Extract from : Therapy

Monday morning, 1st March. At about 6.45 yesterday evening, just as Sally was laying the table for our evening meal, my nerve broke. I rushed out of the house, shouting an explanation to Sally without giving her time to tell me I was a fool, backed the Richmobile out of the garage, slithering and sliding all over the drive - I damn near dented the offside wing on the gatepost - and drove at imprudent speed into Rummidge, arriving at the studio just in time to take my seat for the recording.

It went brilliantly. A wonderful audience - sharp, appreciative, together. And the script wasn't bad, either, though I says it myself. The story-line is that the Springfields decide to put their house up for sale in order to get away from the Davises, but without telling the Davises because they feel guilty about it, and the Davises keep unknowingly sabotaging the plan by turning up or doing something outrageous just when the Springfields ared showing potential buyers round the house. The audience loved it. I expect a lot of them want to move house themselves and can't because they have negative equity. Negative equity is when your mortgage is worth more than your house is worth. There's a lot of it about. It's a kind of internal derangement of the property market. Not funny, if you've got it, but it might make you see the funny side of Edward and Priscilla's dilemma. Or, to put it another way, watching their farcical trials and tribulations might make you feel better about your negative equity, especially as the episode ends with the Springfields reconciled to staying where they are. I often feel that Sitcom has that kind of therapeutic social effect.

The cast felt the good vibrations coming from the audience and were in cracking form. There were hardly any re-takes. We wrapped at eight-thirty. Everyone was smiling afterwards. "Hallo, Tubby," said Ron Deakin, "we missed you at rehearsal today." I mumbled something about being tied up. Hal gave me a quizzical look, but said nothing. Isabel, the floor manager, told me I'd been well out of it, that the rehearsal had been full of snags and cock-ups. "But that's always the way," she said. "If the rehearsal runs like a train, you can be sure the recording will be a disaster." (Isabel is an unhappy hoper.) Ollie wasn't there: he'd phoned in to say the roads were too dodgy in his part of the world. Several members of the cast decided to stay overnight in Rummidge in view of the weather, so we all went to the bar. There was a genial, relaxed atmosphere, everyone basking in the sense of a job well done, cracking jokes, buying rounds. I felt a huge affection for them all. It's like an extended family, and in a way I'm the father of it.
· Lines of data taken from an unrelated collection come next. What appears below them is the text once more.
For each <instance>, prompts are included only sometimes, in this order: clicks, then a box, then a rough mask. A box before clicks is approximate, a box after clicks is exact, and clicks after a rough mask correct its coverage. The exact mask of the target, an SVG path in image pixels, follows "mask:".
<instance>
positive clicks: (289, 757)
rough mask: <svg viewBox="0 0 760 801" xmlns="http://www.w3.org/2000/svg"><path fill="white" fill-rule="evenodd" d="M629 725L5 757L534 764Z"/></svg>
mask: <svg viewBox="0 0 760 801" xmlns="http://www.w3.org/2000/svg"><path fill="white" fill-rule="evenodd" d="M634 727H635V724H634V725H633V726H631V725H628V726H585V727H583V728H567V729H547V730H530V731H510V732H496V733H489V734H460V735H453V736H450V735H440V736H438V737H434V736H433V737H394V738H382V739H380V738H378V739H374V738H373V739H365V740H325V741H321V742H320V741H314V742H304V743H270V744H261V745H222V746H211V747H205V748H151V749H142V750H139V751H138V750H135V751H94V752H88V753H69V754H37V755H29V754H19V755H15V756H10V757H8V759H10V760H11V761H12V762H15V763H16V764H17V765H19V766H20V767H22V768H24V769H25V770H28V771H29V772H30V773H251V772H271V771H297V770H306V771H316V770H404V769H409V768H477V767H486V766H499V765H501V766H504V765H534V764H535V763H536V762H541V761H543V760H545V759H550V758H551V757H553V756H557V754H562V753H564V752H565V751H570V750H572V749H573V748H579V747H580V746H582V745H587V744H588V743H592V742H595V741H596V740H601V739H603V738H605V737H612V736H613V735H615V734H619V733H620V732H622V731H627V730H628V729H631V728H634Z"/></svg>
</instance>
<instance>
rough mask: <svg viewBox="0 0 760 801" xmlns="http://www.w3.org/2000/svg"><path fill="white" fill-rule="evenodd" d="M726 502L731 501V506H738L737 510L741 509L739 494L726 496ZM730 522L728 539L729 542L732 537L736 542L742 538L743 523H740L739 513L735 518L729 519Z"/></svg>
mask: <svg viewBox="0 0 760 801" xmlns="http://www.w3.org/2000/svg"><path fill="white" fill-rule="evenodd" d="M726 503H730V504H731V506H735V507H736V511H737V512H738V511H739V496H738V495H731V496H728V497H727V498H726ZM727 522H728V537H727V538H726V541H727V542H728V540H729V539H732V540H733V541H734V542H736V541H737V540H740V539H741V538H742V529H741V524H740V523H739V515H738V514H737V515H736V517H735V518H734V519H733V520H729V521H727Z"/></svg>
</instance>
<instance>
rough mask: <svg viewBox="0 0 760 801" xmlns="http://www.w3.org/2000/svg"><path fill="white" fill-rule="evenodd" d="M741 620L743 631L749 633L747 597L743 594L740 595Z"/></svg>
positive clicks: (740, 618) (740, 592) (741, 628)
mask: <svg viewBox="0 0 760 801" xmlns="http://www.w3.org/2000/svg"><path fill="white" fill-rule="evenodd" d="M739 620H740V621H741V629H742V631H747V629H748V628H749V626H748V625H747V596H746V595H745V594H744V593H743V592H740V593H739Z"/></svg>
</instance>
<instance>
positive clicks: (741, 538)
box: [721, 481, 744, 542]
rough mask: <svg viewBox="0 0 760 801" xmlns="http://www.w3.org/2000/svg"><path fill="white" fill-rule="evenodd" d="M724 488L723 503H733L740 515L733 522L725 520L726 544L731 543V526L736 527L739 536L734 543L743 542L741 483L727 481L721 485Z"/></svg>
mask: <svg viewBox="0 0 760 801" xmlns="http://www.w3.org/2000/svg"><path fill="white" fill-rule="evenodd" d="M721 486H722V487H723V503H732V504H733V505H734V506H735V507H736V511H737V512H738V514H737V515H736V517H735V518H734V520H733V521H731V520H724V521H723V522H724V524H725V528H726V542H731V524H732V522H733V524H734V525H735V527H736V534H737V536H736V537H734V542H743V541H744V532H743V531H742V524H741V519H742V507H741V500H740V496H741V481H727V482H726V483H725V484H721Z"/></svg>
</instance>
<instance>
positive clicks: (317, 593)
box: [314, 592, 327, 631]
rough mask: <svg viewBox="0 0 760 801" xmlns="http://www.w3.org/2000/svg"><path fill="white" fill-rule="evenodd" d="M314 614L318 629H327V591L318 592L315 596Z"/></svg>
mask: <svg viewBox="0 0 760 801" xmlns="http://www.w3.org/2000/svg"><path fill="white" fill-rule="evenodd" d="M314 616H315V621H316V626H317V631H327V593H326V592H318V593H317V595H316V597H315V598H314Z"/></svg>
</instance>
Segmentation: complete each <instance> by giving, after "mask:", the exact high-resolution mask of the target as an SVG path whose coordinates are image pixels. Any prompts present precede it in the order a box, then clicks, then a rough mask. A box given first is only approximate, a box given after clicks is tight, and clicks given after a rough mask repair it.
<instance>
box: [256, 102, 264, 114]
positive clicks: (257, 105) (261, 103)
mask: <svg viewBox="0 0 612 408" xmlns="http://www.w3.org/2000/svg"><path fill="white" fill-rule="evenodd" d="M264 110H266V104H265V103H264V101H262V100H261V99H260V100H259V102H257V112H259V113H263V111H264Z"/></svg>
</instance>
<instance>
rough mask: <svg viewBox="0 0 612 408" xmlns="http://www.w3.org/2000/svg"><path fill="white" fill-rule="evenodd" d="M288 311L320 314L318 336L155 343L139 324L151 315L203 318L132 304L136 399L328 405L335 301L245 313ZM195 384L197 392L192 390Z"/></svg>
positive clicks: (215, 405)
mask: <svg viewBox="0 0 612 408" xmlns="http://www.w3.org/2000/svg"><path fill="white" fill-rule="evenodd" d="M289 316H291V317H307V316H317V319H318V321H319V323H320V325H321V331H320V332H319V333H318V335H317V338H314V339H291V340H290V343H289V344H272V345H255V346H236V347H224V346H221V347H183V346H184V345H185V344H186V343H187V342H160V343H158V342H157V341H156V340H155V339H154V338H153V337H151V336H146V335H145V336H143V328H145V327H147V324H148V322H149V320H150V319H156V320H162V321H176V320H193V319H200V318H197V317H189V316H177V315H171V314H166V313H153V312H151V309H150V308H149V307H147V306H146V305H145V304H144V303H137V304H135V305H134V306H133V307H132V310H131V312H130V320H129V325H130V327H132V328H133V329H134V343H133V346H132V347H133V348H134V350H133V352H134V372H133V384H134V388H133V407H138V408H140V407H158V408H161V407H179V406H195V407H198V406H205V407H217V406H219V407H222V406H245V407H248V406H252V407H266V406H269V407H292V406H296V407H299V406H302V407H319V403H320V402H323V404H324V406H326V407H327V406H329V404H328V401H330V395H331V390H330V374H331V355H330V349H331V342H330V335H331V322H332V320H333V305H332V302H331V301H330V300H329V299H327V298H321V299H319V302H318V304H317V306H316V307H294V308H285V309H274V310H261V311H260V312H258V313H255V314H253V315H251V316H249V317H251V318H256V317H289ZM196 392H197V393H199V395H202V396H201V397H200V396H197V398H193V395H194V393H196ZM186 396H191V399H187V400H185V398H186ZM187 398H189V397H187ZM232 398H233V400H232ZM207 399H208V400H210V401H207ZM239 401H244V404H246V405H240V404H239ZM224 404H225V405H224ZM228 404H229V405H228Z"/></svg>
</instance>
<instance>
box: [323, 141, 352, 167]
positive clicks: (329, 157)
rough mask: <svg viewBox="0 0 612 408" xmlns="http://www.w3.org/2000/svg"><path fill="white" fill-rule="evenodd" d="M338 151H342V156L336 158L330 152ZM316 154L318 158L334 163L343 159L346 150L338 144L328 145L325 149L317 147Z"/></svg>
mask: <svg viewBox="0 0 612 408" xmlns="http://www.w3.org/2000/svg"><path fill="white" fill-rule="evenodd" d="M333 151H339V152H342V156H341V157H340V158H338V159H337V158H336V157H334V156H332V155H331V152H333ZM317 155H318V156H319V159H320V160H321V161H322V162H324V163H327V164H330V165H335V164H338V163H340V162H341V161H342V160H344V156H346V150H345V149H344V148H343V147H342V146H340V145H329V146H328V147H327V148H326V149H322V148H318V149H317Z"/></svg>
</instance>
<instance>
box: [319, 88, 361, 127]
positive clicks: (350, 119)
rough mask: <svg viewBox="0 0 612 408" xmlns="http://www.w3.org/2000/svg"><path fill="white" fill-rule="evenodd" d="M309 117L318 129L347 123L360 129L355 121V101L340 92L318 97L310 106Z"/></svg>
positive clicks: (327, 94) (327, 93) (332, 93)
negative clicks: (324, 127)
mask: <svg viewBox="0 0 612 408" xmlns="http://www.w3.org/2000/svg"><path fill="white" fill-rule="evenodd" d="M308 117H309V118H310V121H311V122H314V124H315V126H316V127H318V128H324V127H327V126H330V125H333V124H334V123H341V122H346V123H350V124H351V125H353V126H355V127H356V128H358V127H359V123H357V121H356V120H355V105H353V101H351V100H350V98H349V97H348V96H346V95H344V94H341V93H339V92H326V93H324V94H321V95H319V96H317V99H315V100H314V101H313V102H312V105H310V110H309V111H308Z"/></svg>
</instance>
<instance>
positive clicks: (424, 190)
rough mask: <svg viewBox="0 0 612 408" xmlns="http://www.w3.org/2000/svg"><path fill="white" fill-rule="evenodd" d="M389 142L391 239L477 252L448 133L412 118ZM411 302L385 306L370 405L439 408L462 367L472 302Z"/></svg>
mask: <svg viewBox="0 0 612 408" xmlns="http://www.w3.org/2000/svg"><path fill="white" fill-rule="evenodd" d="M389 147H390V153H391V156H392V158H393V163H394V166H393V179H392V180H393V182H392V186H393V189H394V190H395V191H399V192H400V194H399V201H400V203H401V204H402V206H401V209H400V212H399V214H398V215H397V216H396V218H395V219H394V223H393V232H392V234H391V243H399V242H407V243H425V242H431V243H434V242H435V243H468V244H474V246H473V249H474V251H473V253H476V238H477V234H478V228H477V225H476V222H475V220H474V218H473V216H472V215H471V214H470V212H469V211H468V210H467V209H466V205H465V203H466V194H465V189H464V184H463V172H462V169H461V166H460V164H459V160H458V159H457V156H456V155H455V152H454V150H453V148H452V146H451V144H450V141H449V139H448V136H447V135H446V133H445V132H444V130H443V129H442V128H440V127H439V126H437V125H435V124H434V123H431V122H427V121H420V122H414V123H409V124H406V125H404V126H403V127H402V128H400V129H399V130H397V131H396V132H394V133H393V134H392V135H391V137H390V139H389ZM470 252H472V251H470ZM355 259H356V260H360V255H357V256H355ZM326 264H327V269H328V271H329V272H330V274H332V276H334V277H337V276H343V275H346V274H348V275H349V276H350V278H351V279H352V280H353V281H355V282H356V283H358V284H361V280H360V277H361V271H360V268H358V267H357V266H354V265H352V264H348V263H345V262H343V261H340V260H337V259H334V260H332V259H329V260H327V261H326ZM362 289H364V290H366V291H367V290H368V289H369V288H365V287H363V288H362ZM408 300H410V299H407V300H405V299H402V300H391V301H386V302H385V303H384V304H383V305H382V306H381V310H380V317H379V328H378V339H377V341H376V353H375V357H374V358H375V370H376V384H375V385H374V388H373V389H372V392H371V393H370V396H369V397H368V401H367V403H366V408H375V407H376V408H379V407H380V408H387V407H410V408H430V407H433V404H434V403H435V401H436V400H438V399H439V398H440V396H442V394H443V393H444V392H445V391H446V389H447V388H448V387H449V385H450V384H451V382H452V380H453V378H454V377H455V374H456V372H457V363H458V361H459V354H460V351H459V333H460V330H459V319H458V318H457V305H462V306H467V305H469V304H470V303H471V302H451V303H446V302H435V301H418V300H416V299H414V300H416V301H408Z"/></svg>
Without my scripts, they would never have come together.

Samantha Hardy came to the bar, having tucked young Mark up in bed for the night at a nearby hotel, just as I was leaving. She gave me a nice smile, so I smiled back, pleased that she evidently didn't bear me a grudge from last week's conversation. "Oh, are you going already?" she said. "Breaking up the party?" "Got to," I said. "How's the script writing going?" "I'm going to discuss my idea with an agent," she said. "I've got an appointment with Jake Endicott next week. He's your agent, isn't he? I mentioned that I knew you, I hope you don't mind." "No, of course not," I said, thinking to myself, Cheeky bitch! "Be careful what you wear," I said. She looked anxious. "Why? Has he got a thing about clothes?" "He's got a thing about good-looking young women," I said. "I'd advise a nice, long, baggy bin-liner." She laughed. Well she can't say I didn't warn her. Jake will go ape when he sees those knockers. She has a pretty face, too, round and freckled, with a hint of a double chin that's like a trailer for the opulent curves straining at her blouse-front. She took my advice about asking Ollie if she could read some scripts and apparently he's given her a bundle to report on. A young woman to watch, in more ways than one.